French Foreign Minister Jean-Noël Barrot has contacted the CEO of Vueling to express his deep concern “about the removal of a group of young French Jews from one of the company’s flights”. He requested more information to “determine whether these individuals had been discriminated against on the basis of their religion”.
Spanish Transport Minister Oscar Puente has described 50 French Jewish teenagers ejected from a Vueling flight in Valencia as “Israeli children’’ in a post on X published on Friday and later deleted.
In the post, he ironically questioned: “Will the patriots be with Vueling? Will the law and order lot be with air safety? Will the xenophobes be with the Spanish company? Or will they all be chummy together, backing the Israeli brats?”
The French youths returning to Paris after a summer camp, were removed from a flight leaving the Spanish city of Valencia for what Spanish police and the airline on Thursday described as ‘’unruly behavior.’’
Vueling denied reports that the removing of the teenagers was related to the passengers’ religion as it was reported in some Israeli media.
A Civil Guard spokesperson said the agents involved in the removal, whoich happened at the request of the flight caaptain, were not aware of the group’s religious affiliation.
A Vueling spokesperson said the passengers were removed after the minors ‘’repeatedly tampered with the plane’s emergency equipment and interrupted the crew’s safety demonstration.’’
“A group of passengers engaged in highly disruptive behavior and adopted a very confrontational attitude, putting at risk the safe conduct of the flight,” Vueling said in a statement. “We categorically deny any suggestion that our crew’s behavior related to the religion of the passengers involved.”

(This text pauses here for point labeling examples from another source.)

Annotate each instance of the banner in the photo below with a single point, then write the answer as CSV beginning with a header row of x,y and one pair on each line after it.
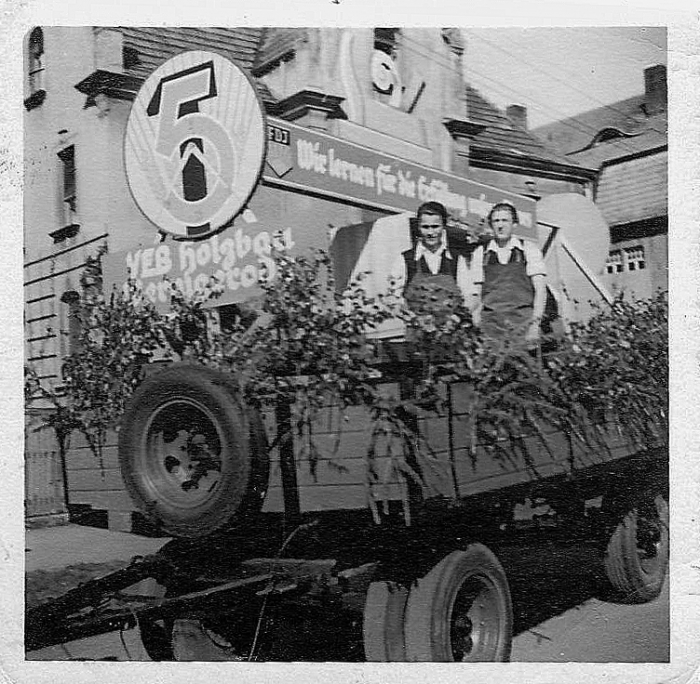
x,y
301,158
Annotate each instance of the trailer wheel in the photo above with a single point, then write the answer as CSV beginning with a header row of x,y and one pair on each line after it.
x,y
636,558
185,448
461,610
193,641
383,622
156,637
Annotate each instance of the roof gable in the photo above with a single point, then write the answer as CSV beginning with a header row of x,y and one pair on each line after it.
x,y
503,135
154,45
578,133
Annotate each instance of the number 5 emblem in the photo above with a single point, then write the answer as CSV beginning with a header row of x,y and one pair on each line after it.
x,y
194,144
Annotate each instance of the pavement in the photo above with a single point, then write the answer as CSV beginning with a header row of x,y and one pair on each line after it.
x,y
60,546
576,627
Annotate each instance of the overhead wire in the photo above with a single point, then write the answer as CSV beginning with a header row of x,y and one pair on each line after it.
x,y
506,90
568,84
503,89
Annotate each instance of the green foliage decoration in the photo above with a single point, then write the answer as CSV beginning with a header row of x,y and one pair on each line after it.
x,y
308,348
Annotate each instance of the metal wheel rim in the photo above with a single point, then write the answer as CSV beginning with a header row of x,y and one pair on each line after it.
x,y
650,539
474,622
181,462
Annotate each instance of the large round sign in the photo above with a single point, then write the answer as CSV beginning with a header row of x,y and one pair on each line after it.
x,y
195,144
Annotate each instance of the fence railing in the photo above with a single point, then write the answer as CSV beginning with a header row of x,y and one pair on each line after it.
x,y
44,491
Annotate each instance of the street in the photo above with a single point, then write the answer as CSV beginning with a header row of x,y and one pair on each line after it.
x,y
558,618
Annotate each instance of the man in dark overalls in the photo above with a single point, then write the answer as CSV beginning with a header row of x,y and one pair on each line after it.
x,y
431,266
509,275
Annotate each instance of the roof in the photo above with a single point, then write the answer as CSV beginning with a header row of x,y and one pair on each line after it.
x,y
155,45
629,146
276,44
629,117
634,189
504,135
260,49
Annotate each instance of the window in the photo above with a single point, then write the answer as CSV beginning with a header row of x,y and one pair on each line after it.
x,y
36,63
614,263
35,69
635,258
67,157
386,79
385,39
628,259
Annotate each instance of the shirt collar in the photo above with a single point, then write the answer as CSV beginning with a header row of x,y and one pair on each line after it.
x,y
512,242
421,249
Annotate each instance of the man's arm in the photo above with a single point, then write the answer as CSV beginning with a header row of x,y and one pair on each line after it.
x,y
476,274
397,279
540,286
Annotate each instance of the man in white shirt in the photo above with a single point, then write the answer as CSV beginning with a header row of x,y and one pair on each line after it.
x,y
431,261
509,276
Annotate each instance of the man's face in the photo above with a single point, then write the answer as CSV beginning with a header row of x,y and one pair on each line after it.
x,y
430,230
502,225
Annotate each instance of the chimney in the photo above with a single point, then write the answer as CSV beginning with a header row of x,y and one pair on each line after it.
x,y
518,115
655,89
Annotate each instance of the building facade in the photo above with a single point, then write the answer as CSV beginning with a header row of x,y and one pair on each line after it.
x,y
362,124
627,143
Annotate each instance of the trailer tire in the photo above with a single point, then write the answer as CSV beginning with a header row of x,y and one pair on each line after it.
x,y
636,557
192,457
192,641
383,623
467,590
156,637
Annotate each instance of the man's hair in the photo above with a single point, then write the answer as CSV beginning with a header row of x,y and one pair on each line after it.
x,y
503,206
434,208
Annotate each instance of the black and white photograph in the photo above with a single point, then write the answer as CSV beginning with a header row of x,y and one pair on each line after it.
x,y
348,345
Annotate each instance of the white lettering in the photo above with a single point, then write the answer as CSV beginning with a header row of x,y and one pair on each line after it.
x,y
204,254
163,261
132,263
147,270
242,243
188,261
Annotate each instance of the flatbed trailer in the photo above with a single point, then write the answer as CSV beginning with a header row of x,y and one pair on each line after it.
x,y
411,558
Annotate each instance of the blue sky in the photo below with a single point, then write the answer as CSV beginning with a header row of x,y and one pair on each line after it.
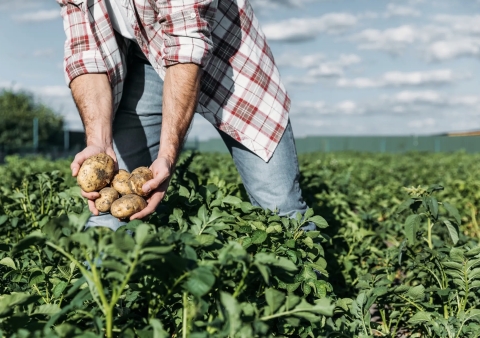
x,y
352,67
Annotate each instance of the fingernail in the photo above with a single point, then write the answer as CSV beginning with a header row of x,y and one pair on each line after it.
x,y
146,188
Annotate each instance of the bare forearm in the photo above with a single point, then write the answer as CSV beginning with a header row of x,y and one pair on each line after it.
x,y
93,96
180,96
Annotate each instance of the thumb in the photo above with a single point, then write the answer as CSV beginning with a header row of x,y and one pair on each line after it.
x,y
153,184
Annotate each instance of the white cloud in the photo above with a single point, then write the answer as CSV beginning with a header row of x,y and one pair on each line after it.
x,y
270,4
299,61
321,68
347,107
391,40
302,29
430,97
397,79
453,48
52,91
396,10
334,68
44,52
38,16
467,24
419,124
13,5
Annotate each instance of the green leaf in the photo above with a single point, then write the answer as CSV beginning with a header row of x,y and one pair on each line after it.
x,y
453,212
233,310
36,277
158,331
259,236
420,317
432,204
59,288
46,309
3,219
412,224
308,241
7,261
232,200
141,233
200,281
452,230
416,292
264,271
205,240
32,239
405,205
274,299
319,221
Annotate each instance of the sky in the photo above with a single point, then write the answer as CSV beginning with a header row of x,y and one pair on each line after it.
x,y
351,67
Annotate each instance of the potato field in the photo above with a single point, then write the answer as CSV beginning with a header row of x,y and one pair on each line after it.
x,y
396,253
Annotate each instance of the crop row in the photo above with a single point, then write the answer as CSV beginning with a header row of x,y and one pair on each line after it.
x,y
396,254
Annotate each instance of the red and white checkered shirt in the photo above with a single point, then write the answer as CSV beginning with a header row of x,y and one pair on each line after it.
x,y
241,90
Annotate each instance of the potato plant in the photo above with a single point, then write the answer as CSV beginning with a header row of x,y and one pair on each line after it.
x,y
395,254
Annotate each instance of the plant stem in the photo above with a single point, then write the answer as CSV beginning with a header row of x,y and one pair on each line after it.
x,y
430,226
185,316
412,303
109,321
242,283
394,333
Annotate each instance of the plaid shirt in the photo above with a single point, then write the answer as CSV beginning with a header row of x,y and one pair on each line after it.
x,y
241,91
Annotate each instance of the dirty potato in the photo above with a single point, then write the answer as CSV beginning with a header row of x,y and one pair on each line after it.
x,y
107,197
96,172
127,205
138,178
120,182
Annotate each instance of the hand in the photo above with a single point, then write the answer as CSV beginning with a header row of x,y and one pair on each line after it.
x,y
162,170
77,163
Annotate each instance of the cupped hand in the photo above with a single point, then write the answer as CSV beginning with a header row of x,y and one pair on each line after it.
x,y
77,163
162,169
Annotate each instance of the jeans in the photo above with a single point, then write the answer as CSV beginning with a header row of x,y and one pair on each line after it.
x,y
136,134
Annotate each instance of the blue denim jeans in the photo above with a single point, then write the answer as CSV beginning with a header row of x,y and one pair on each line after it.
x,y
136,133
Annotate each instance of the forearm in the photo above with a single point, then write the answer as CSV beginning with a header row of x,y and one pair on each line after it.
x,y
180,96
93,96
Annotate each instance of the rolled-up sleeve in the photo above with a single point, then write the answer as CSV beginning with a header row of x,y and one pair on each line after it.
x,y
186,27
81,53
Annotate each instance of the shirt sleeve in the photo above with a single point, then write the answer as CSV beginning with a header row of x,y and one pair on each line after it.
x,y
81,54
186,27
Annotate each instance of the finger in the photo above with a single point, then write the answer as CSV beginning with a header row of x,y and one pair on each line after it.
x,y
77,162
91,195
91,206
153,184
111,153
155,200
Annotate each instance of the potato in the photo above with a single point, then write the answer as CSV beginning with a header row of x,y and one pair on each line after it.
x,y
120,182
127,205
107,197
138,178
96,172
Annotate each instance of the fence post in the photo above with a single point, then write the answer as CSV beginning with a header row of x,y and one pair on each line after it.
x,y
437,145
35,134
383,145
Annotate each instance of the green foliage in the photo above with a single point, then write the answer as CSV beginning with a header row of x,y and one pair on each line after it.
x,y
206,265
17,110
386,260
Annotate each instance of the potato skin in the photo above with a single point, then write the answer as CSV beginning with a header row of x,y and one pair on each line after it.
x,y
120,182
138,178
96,172
127,205
107,197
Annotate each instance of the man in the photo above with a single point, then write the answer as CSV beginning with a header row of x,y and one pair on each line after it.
x,y
205,56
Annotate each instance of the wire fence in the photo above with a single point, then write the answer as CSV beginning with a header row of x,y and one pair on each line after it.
x,y
373,144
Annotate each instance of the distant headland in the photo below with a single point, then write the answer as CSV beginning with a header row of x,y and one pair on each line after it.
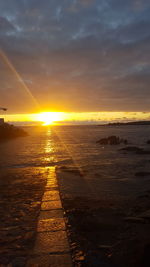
x,y
134,123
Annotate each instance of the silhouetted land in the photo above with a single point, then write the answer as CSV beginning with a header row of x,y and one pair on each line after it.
x,y
134,123
8,131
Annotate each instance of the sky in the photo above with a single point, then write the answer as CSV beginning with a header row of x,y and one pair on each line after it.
x,y
75,55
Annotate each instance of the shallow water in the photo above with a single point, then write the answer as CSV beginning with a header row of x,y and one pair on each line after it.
x,y
76,145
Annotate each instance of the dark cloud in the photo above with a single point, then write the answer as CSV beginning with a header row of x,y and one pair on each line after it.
x,y
79,55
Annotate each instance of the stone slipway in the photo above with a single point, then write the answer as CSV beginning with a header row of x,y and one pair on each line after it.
x,y
51,246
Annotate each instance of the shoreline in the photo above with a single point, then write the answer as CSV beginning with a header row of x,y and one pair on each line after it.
x,y
110,232
20,196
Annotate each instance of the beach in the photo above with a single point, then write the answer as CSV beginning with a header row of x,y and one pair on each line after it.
x,y
105,196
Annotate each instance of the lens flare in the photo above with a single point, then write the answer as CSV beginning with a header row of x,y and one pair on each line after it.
x,y
49,117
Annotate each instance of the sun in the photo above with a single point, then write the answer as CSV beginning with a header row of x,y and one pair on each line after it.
x,y
49,118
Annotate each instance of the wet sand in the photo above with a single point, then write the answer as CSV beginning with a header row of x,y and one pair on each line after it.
x,y
106,227
21,192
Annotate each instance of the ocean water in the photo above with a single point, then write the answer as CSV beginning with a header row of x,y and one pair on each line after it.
x,y
104,167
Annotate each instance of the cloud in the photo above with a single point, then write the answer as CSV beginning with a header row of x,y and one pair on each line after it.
x,y
79,56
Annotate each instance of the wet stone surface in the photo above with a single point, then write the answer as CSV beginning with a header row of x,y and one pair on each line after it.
x,y
20,200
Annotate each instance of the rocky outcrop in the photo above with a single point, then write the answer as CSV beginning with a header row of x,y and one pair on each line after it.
x,y
112,140
135,149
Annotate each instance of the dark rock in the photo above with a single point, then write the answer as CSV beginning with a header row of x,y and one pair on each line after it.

But Yad Vashem, the world’s leading Holocaust remembrance institution in Jerusalem, clarified that the young people were not Israelis, but “French Jews. Europeans”, adding: “Mr Oscar Puente, confusing your religious identity with a foreign nationality is anti-Semitism”.
The institution stressed that “while every year thousands of Jewish families flee Europe under threat, a public representative is expected to show respect and not encourage hatred”.
The Jewish group tha organized the summer camp maintained that the cabin crew intervened after they heard some of the campers singing in Hebrew, and that they referred to Israel as a “terrorist state”. They have also stated that when the Guardia Civil, Spanish police, boarded the plane, they were asked what nationality they were. When they said that they were French, an officer police responded that they had heard that some were Israeli.
Spain is one of the most anti-Israel country in Europe. Spanish Prime Minister Pedro Sanchez has repeatedly accused Israel of “genocide” in Gaza and the country called in Brussels for a suspension of the EU-Israel Association Agreement and for an arms embargo to Israel.
French Foreign Minister Jean-Noël Barrot has contacted the CEO of Vueling, Carolina Martinoli, to express his deep concern “about the removal of a group of young French Jews from one of the company’s flights”.
It came after the lawyer for the group of teenagers said they were filing a complaint “for physical and psychological violence, as well as discrimination on the basis of religion”.
Barrot also requested more information to “determine whether these individuals had been discriminated against on the basis of their religion”.